The Israeli side of the conflict
The Israeli Foreign Ministry (no photos allowed inside)
Rabbi David Rosen of the American Jewish Committee
Thomas Garofalo of Catholic Relief Services
We woke up early so we could head to the Western Wall, the Temple Mount, and the Mount of Olives. Each site was beautiful as ever. I'll post photos a bit later. After a quick lunch we headed to the Israeli Foreign Ministry for a meeting with Ambassador Naom Katz, the ministry's director of Public Relations.
Katz used an interesting strategy to describe the current situation in Israel. He described the policy problems and most surprisingly, the public relations problems.
Policy-wise, Katz talked about four different strategic issues: 1) relations with Israel's Palestinian and Arab neighbors, 2) the strategic threat of Iran, 3) problems along the northern front with Lebanon, and 4) the soldiers captured by Hamas and Hezbollah. He sees the issue as primarily that of moderates in the Middle East dealing with extremists.
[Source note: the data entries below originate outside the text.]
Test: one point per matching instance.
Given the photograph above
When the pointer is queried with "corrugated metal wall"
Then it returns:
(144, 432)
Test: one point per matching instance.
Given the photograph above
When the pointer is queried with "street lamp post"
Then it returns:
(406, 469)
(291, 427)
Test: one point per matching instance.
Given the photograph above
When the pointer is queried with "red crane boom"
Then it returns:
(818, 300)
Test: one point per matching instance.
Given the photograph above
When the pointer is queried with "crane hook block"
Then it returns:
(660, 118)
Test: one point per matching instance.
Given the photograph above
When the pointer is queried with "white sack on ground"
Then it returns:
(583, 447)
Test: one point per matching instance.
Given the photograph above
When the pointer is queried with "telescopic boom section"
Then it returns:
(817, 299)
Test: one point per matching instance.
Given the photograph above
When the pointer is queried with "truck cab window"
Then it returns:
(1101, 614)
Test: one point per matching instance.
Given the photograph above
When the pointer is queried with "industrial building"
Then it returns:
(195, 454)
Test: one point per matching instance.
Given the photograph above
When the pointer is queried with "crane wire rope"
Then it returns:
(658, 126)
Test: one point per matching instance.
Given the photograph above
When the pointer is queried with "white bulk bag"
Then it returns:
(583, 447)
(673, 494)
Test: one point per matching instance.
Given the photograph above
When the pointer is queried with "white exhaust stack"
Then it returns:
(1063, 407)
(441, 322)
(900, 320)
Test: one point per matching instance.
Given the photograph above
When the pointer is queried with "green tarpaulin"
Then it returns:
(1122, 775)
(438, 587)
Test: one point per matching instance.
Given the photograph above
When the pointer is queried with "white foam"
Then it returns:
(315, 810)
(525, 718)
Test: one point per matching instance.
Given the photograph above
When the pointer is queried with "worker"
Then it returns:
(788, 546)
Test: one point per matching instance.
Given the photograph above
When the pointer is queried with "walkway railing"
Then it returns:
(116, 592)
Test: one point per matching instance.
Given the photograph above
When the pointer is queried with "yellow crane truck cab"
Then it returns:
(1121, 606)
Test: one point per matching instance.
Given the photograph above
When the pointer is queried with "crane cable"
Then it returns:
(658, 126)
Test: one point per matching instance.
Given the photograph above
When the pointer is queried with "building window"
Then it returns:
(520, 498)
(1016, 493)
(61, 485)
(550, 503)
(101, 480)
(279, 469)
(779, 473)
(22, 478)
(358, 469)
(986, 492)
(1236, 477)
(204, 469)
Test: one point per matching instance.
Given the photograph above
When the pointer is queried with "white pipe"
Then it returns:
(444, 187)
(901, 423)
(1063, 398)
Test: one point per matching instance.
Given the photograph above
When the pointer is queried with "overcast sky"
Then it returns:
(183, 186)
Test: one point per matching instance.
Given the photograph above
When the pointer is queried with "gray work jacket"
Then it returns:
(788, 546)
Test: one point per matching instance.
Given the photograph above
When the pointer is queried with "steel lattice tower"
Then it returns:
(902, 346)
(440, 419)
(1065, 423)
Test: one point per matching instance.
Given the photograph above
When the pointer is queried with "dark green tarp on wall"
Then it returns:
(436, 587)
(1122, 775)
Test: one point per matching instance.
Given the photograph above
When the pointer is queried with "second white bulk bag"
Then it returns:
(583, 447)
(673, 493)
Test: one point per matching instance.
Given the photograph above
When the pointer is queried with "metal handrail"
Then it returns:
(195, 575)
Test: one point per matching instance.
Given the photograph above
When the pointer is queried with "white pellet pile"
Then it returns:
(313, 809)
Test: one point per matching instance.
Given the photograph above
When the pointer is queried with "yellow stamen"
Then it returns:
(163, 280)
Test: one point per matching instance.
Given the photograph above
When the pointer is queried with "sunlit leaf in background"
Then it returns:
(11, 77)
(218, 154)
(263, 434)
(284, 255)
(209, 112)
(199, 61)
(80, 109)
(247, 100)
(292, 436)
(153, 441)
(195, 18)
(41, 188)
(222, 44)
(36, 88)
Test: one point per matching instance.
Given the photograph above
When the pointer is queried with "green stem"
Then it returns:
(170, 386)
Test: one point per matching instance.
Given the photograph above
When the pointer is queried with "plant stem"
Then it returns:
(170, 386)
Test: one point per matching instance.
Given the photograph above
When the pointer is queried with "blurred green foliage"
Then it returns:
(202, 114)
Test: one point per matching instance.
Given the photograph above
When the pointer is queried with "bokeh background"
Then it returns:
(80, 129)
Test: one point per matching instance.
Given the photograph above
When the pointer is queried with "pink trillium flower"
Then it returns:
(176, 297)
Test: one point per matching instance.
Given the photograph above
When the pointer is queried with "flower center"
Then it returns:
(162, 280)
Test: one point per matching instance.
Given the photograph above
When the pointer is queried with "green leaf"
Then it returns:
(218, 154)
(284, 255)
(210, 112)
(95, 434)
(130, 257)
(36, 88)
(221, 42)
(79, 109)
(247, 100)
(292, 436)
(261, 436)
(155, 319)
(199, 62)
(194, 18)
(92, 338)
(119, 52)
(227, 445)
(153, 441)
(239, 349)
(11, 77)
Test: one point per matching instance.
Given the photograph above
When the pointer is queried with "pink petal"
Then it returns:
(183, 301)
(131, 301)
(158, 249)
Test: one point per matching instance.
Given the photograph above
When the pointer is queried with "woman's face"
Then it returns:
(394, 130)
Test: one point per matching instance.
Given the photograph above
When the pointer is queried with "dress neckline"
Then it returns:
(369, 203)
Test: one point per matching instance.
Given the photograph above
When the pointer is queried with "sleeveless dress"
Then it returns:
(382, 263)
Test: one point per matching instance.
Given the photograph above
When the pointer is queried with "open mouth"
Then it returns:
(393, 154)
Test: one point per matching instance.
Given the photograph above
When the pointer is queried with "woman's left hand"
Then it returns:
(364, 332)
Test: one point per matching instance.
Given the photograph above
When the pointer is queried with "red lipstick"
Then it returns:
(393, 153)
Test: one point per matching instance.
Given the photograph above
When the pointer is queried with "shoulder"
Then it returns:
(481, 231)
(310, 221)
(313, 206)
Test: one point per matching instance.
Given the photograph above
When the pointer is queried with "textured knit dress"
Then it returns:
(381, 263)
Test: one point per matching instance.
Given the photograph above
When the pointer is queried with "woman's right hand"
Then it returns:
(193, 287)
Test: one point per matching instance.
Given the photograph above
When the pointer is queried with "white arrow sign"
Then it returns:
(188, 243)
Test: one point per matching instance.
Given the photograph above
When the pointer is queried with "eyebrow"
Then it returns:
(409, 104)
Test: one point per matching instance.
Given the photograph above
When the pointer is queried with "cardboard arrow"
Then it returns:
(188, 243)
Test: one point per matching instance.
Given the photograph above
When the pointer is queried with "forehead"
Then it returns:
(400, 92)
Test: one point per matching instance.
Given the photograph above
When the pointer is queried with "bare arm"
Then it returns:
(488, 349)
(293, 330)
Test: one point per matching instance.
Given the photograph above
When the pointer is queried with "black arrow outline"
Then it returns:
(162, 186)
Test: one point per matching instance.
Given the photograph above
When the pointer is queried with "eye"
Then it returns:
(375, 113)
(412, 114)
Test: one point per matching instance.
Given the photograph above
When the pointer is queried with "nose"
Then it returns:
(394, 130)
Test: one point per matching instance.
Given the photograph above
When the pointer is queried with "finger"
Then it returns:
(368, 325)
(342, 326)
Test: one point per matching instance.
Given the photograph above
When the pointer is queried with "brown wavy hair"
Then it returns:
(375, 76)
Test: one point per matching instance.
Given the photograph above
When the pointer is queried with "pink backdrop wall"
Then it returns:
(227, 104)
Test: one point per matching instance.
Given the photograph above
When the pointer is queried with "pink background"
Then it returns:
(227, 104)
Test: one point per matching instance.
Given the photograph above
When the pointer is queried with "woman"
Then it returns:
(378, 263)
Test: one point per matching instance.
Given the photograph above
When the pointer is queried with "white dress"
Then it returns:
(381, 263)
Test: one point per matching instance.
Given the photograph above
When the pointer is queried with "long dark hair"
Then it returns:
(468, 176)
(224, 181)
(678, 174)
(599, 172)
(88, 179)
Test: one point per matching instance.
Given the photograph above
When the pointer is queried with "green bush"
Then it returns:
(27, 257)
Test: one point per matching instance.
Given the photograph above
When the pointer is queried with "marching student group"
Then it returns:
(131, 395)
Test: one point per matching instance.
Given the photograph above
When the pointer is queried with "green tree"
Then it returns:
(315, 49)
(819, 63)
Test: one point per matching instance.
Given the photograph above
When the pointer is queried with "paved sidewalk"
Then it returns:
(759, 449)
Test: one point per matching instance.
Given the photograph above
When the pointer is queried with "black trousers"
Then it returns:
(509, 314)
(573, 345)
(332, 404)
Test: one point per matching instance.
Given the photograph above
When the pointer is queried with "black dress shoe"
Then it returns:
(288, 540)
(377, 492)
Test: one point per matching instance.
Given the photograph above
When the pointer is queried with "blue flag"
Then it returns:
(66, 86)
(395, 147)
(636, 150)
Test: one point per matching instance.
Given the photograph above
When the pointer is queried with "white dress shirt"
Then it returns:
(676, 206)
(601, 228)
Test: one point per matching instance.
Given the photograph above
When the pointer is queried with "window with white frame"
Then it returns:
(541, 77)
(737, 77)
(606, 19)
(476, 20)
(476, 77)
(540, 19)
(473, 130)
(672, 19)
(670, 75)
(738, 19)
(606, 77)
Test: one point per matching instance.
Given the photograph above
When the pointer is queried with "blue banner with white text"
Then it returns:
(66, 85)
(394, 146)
Over 70% of attacks on the West Bank can be traced to Iranian dollars and influence, in the Israeli government's opinion, and forces of the extremists are getting to be more powerful and influential.
All these concerns happen at the same time that political leadership on both sides - Israeli and Palestinian - are at their weakest. Israel and Palestine, Katz said, are like a divorced couple still living together. There is little likelihood for a win/win scenario, rather a lose/lose is what tends to occur in the Middle East.
In terms of the public relations challenge, Katz believes Israel has been "Boratized." Borat, he recalled, did a huge disservice to Kazahkstan, making it appear anti-Semitic, backwards, etc. Israel has been the victim of the same kind of PR disaster. Katz showed film footage from focus groups in the US in which everyone was excited about going to Italy, for instance, but didn't want to visit Israel. Focus group members saw it as an armed camp where outsiders are not welcomed. In reality, Israel is a tolerant society, diverse, and full of high-tech and artistic accomplishments. The three themes Israel's international PR hopes to get across about its country are: Passion, Ingenuity, and Fusion.
As our group asked about the Wall, Katz pointed out that Americans are building a similar, though much larger wall, on our border with Mexico. He also pointed out that only 17 km of the Wall is actually wall, the rest is fence.
Katz was a gracious and intelligent man, and I was certain I would enjoy inviting him to dinner if he ever came to Seattle.
Our next stop was the American Jewish Committee where we met the dynamic and engaging Rabbi David Rosen. Dark-skinned and with a charming British accent, Rosen was full of energy as he described the interfaith situation facing Jews, Muslims, and Christians in Israel. In Rosen's analysis, the two mega-trends the world will face in the next decades are a) global warming, and b) the Muslim interaction with the West.
In the evening we met with Thomas Garafalo of Catholic Relief Services. More on this to come. Gotta run for the bus to Galilee now!